Playful, alluring noise music
Pittsburgh-based indie rock band Feeble Little Horse makes music for a road trip, or maybe an acid trip. Either way, their newest album Girl With Fish is a 25-minute wild ride of distortion and delicacy. While noise music often sacrifices beauty in favor of experimentation, Girl With Fish hits a perfect balance between the two, full of fuzzy guitar and electronic scramble while never feeling unapproachable.
The magic of Girl With Fish lies in Lydia Slocum, bassist and lead singer for Feeble Little Horse. Take the album’s opener “Freak”, a track that borders on hyperpop in its repetitive structure and liberal use of distortion. Staticky guitar high in the mix may send some listeners cringing away, but Slocum’s vocals are sure to pull them back in. Low yet feminine, you can hear the smirk in Slocum’s voice as she sings with vocals rising over the music’s clamor with a cool nonchalance. Her words are delicately pronounced, giving listeners the feeling that she’s not just singing, but addressing them directly.
The lyrics on Girl With Fish are often abstract and eerie, painting fragmented pictures of a high school from Hell, full of punching concrete sidewalks and dreaming of escape. Slocum’s unaffectedness, however, pulls listeners above the lyrical content, giving a tongue-in-cheek look at the themes of desperation and isolation so common to indie rock. In the album’s more noisy songs, the vocals often serve as a melody instrument, pulling catchy hooks and pretty runs out of an instrumental backing that could otherwise be difficult to follow. Girl With Fish is short and punchy, wrenching the audience from one two-minute song to the next, but Slocum extends her hand and listeners take it happily.

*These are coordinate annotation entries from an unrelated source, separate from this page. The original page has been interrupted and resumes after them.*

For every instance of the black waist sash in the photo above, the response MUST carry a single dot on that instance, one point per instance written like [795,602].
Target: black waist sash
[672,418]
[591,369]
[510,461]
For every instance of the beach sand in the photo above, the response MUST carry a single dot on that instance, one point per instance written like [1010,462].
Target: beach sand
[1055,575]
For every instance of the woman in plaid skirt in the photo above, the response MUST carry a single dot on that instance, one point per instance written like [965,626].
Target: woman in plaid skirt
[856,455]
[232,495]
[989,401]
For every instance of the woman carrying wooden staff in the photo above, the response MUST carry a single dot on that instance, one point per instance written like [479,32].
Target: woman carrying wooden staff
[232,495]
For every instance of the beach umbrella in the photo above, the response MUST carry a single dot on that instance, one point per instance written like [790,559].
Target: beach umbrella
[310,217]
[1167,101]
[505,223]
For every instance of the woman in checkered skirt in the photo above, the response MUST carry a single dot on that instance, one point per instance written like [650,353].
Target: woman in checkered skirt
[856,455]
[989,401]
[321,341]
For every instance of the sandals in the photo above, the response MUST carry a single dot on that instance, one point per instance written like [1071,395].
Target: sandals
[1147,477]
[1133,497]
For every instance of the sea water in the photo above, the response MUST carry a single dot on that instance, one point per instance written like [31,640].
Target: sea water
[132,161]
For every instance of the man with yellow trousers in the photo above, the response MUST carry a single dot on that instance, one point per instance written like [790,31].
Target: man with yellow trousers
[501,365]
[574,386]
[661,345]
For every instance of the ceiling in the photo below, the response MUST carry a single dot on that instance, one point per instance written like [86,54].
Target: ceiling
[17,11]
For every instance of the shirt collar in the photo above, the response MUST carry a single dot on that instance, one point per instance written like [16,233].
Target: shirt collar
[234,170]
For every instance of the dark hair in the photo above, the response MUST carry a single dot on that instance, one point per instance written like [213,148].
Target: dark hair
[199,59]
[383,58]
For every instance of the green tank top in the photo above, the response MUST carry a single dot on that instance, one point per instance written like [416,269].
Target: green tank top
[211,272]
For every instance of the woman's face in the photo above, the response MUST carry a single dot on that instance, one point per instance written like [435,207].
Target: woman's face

Musically, Girl Wish Fish maintains its cool refusal to be pinned down, playing with elements of various genres and styles. The music has all the fun of hyperpop with songs like “Paces”, “Sweet” and “Slide” filled with complex riffs picked out on instruments edited so heavily that they’re impossible to name. The band’s ability to balance the twee with the eerie often reminds of indie artists like Alex G, with soft vocals sampled into an uneasy muddle at the end of “Heaven” and a skitter of electronic flair spiking in the background of the garage rock-influenced “Slide.”
The album’s more experimental tracks were often the standouts, with the layered spoken-word section in “Pocket” feeling equal parts silly and alluringly complex, and the soft rattle of cowbell under the pounding distortion of “Tin Man” dissolving into a picked-out groove that’s all the better for its inability to be confined to a genre. Even the slower songs – like “Station”, which starts off with indie folk acoustics – spiral back and forth from electronica, the abstracted scenes of blue collar life in “Heavy Water” beginning over strummed guitar and ending over many-layered indie rock, full of moody key changes and set to fuzzy, edited drum beats. The listening experience is at times chaotic, but listeners are best off relenting to be pulled from genre to genre, unconcerned with where the music is headed, just happy that Feeble Little Horse has agreed to take them along for the ride.
Beautiful, playful and uncanny, Girl With Fish is an indie rock album imagined in a dream, a must-listen for fans of noise music and a good way to branch out into the genre for those who might not be quite as comfortable with it. Smile on their lips, Feeble Little Horse asks listeners “do you want to be in my pocket?”, knowing that the answer is a resounding yes.